Chicken Soup in Budapest

This is my second trip to eastern Europe. The first one was to Russia in 1993. In both cases I would describe day one the same, as the day that never ends. You fly out in the morning, get to New York after a few layovers in the evening, and start across the pond just before sunset. You eat dinner, struggle to get comfortable enough to sleep, give up, and crack your cabin window open just far enough to see the sunrise at 12:30 a.m. You land geographically at 10:30 a.m.; mentally and physically it is 3:30 a.m. You feel like a missionary with a hangover. You are a missionary with a ‘tude. Every statement you make in your 10:30 geography with your 3:30 mouth is short, snappy, and laced with ill. Perhaps this is why on both of my mission visits to Europe our contact has a strategic plan called “take a tour of the city.” Pen the ill pot missionaries up on a bus, do not allow them to speak to the natives, they will love Jesus again after jet lag burns off.

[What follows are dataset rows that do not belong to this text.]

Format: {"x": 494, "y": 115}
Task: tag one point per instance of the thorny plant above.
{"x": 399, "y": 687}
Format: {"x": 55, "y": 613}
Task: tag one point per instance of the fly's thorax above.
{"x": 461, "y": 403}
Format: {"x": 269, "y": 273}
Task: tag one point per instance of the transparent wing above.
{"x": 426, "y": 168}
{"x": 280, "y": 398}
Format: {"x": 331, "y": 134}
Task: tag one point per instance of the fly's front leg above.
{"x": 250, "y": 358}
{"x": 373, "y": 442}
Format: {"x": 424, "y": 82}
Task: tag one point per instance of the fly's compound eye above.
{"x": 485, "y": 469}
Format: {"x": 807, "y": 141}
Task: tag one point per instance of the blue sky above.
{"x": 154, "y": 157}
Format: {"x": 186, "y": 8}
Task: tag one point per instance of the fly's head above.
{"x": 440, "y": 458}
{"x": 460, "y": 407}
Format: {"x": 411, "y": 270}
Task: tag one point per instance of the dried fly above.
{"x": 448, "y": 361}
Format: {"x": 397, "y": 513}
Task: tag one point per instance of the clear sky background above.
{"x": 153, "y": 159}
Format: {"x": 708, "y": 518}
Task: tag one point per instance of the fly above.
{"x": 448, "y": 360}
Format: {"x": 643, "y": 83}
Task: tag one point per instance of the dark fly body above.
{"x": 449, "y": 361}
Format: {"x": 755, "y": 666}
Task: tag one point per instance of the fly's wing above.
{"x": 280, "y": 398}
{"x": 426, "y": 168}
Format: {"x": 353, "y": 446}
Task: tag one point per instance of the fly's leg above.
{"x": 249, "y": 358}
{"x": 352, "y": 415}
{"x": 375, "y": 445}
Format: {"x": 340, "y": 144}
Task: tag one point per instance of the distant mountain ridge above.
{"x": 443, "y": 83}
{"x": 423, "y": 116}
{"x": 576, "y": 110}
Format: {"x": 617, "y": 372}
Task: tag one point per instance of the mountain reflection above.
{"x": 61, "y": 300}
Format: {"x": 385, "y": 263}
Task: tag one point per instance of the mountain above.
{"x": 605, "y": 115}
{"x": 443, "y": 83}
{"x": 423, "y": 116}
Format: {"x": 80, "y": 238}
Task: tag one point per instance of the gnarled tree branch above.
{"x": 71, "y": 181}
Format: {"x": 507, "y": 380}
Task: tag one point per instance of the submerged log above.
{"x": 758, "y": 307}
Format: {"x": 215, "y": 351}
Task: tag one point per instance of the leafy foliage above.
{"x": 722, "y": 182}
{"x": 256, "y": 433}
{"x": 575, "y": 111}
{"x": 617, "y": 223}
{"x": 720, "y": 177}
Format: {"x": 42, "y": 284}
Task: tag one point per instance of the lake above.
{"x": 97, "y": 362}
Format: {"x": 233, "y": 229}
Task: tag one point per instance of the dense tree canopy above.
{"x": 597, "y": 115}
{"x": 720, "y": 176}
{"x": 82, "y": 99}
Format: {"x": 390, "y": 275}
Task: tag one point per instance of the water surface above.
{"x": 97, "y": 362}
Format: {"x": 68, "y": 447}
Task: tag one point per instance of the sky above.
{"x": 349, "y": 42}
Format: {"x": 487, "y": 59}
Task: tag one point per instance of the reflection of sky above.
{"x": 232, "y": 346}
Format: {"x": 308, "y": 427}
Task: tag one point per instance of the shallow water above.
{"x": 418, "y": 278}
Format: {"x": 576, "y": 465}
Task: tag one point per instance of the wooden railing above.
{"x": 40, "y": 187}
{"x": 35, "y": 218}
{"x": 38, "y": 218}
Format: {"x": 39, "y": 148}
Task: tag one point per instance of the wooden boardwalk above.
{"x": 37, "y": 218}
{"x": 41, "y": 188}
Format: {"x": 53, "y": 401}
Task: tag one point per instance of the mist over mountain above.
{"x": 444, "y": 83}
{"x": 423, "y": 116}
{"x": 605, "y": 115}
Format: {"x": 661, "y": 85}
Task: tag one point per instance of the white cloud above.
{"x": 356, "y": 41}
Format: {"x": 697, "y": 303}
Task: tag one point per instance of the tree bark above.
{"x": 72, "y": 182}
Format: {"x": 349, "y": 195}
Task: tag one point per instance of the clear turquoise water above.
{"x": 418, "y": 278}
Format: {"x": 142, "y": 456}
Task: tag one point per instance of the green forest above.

In short, Budapest, Hungary is the most beautiful city I have ever seen. Moscow was amazing because it was so old, cold, and scary. Budapest is not only old but elegant. I asked our tour guide how Budapest compares to other European cities. He said there are five that a person must see: London, Vienna, Paris, Rome (I think he said Rome), and Budapest. I have now seen one of the five must see cities in Europe. Perhaps I will be able to visit the other four on my next cranky day tour during a future mission trip.

We ate dinner tonight in the Citadel on a hill called Panorma. I got the impression that since we were an American group they wanted to feed us something familiar. So I looked at Brent to my right and said, “I never really pictured myself eating Chicken Noodle Soup, fried chicken, and fries in a European Citadel in Budapest listening to a Hungarian String Band.” Yet, my non-dream has become a reality. I have walked Red Square, baptized my eldest daughter, and eaten “Chicken Noodle Soup, fried chicken, and fries in a European Citadel in Budapest listening to a Hungarian string band.” My life is complete. Yes, like a tourist, I bought the Hungarian string band CD.

Tomorrow (6/5), we travel to Oradea, the actual site of our mission. So far this mission has been the surreal moment I wanted it to be. Standing at Panorma overlooking Budapest it was hard to believe that I was actually there with my family. There would be no thought of “I can’t wait to tell Shannon about this,” she was there. My daughters saw what I saw. We experienced the never ending day and its cranky tour together. I could not ask for anything more. I am blessed. God is good.